Mentor: Dr. Tamara Davis
All mammals have two copies of DNA within each cell, one maternally inherited and the other paternally inherited. In the majority of genes, both copies are expressed. However, for a small number of alleles in which genomic imprinting occurs, only one copy is expressed. This is an unusual demonstration of gene regulation, which results from the altered structure of the chromosome itself. When genomic imprinting occurs, the paternal and maternal alleles can be silenced or expressed, depending upon the resulting structure.

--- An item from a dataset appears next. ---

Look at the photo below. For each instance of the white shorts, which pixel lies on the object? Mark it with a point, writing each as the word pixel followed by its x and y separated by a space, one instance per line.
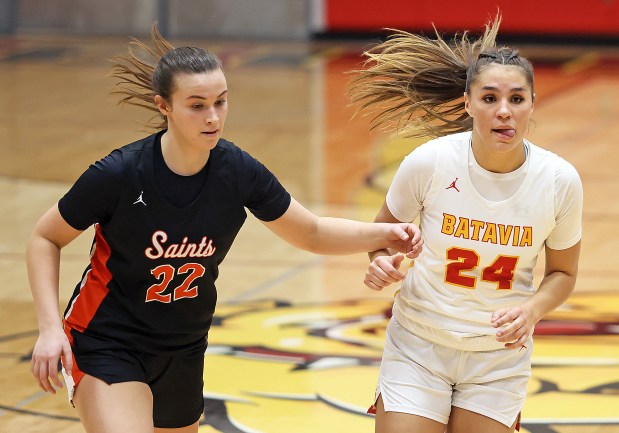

The chromosome structure of an allele is the result of its interaction with histones. Histones are protein components of chromatin in eukaryotic cells. They act as spools around which the chromatin winds, compacting a very long strand of DNA (1.8 meters) into a condensed structure that will fit within the nucleus. Chemical modification of histones can change the degree of compaction of the DNA. Histones can be modified with methyl, phosphate, acetyl, and ubiquitin groups and these modifications can result in tighter or looser winding, which in turn affects how accessible the DNA is for transcription.
Our research is interested specifically in the gene Rasgrf1 in mouse, which is imprinted in some tissues, but not others. In imprinted tissue, such as brain, the paternally inherited allele is expressed, but the maternal allele is silent. However, in other tissues, such as lung, both the maternal and paternal alleles are expressed. We believe that these differences in expression are a result of chromosome structure differences in the maternal and paternal DNA. Therefore, we will investigate the differences in the histone modification of expressed paternal, expressed maternal, and silenced maternal alleles in different tissues.